Keynote Lecture at the Making of the Humanities Conference

9 October, 09.15–10.15 (Aula, LUX)

Helge Jordheim (Oslo), “Adam and Eve, Moses, Three Pyramids, and a Manned Balloon: Shifting Times and Spaces of Knowledge in the Long 18th Century”

In a passage from Discours preliminaire, published in 1751, Jean Le Rond d’Alembert, mathematician and co-editor of the Encyclopédie, envisions the “encyclopedic arrangement of knowledge”:

This consists of collecting knowledge into the smallest area possible and of placing the philosopher at a vantage point, so to speak, high above this vast labyrinth, whence he can perceive the principal sciences and arts simultaneously. From there he can see at a glance the objects of their speculations and the operations which can be made on these objects; […]

According to d’Alembert, encyclopedic knowledge has specific spatial and temporal dimensions, it exists, and can be represented, in a particular kind of space (“the smallest area possible”, perceivable from an elevated “vantage point”) and a particular kind of time (simultaneity). In short, encyclopedic knowledge is knowledge that can be perceived “at a glance”. In similar terms, the English writer Ephraim Chambers, who is often touted the pioneer of the modern encyclopedia, introduced his two-volume Cyclopaedia from 1728 with a systematic overview of the entire work that he called “a View of Knowledge”.

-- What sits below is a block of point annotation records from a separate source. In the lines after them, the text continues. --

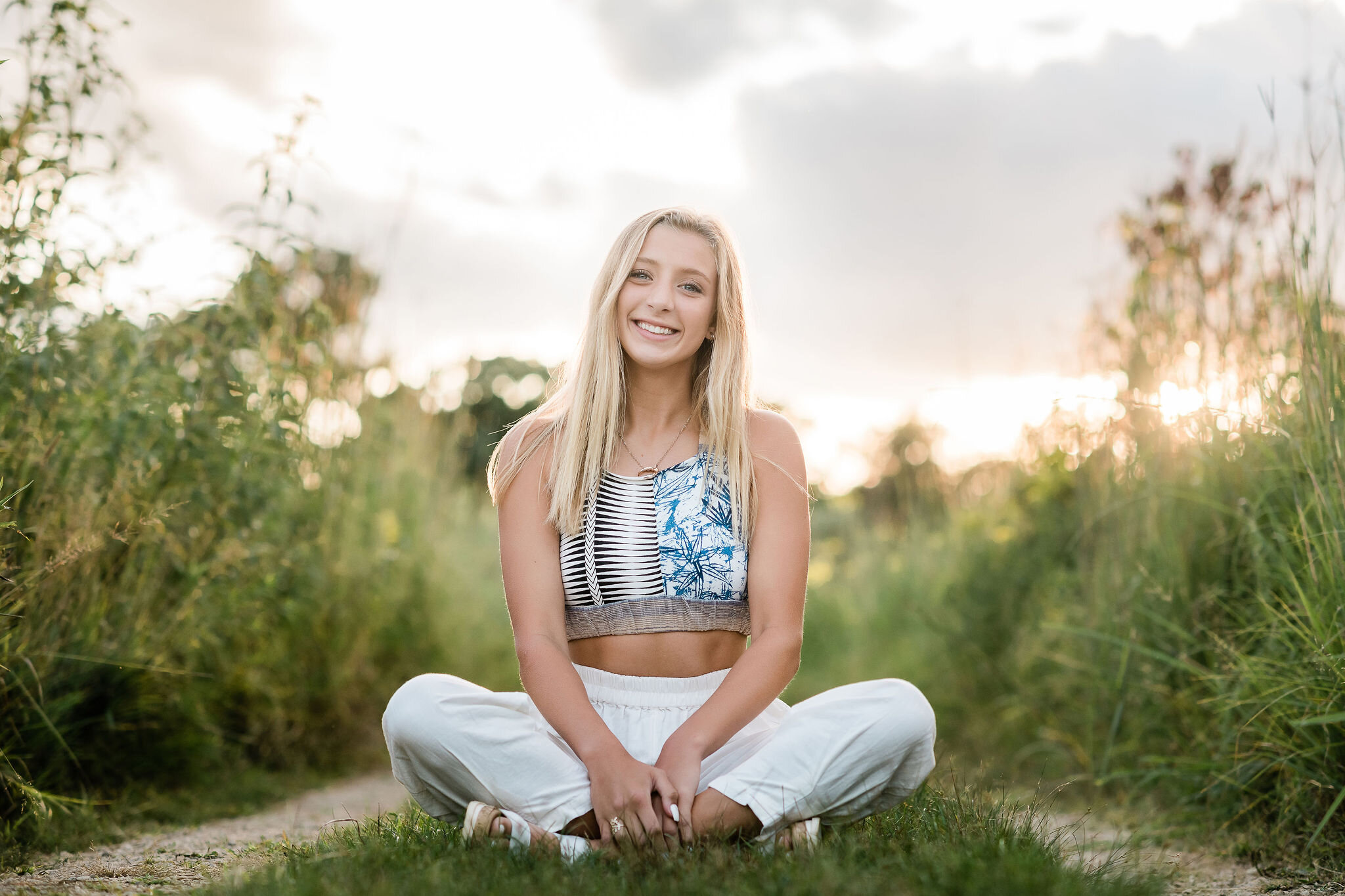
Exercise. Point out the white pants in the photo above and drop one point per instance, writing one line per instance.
(839, 756)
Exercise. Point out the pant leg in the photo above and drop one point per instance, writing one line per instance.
(452, 742)
(841, 756)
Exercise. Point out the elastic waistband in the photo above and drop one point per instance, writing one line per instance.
(649, 691)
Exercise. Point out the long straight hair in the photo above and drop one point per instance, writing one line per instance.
(584, 413)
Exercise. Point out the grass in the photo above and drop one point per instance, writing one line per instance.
(198, 584)
(934, 844)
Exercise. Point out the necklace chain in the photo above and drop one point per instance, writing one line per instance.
(653, 471)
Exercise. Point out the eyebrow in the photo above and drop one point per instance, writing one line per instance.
(682, 270)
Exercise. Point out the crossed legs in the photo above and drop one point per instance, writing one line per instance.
(839, 756)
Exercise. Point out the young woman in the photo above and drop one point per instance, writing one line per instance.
(630, 504)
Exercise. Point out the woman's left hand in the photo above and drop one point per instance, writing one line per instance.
(682, 765)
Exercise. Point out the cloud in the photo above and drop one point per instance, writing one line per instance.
(242, 43)
(670, 43)
(903, 222)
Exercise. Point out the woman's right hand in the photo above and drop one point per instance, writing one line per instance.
(622, 788)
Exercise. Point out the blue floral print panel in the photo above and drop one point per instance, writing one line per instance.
(699, 555)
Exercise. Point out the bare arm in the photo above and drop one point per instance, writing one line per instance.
(531, 567)
(530, 563)
(778, 568)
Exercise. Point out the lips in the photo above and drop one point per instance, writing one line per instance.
(655, 331)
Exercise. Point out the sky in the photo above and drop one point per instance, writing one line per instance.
(923, 190)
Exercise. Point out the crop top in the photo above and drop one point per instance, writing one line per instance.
(657, 554)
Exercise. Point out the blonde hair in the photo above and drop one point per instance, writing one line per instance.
(585, 410)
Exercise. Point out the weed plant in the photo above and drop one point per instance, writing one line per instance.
(935, 843)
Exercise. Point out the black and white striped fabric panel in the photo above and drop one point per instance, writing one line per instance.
(626, 545)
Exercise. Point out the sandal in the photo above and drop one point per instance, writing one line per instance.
(479, 824)
(802, 837)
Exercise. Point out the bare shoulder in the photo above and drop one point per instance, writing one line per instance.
(521, 435)
(772, 438)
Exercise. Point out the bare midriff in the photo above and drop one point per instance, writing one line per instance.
(665, 654)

From these and other works, a concept of knowledge emerged that was predicated on ideas of absolute time and absolute space, launched by Isaac Newton in the Scholium to the 1713 edition of his Systema Naturae, which go on to shape knowledge practices and representations in the centuries to come, including most recently the large language models that train generative AI and inform ChatGTP.

In this talk, I suggest that knowledge conditioned on absolute time and absolute space already in the 18th century was challenged by more historical, material, and relational spaces and times, causing a fragmentation and distribution of knowledge across multiple locales and trajectories. The talk proceeds by an analysis of a series of images, both visual and textual, published in 18th-century encyclopedias, which in different ways offer multi-temporal and multi-spatial, or if you like, heterochronic and heterotopic visions of knowledge – Classicist panoramas, trees of knowledge, tables, maps, and labyrinths.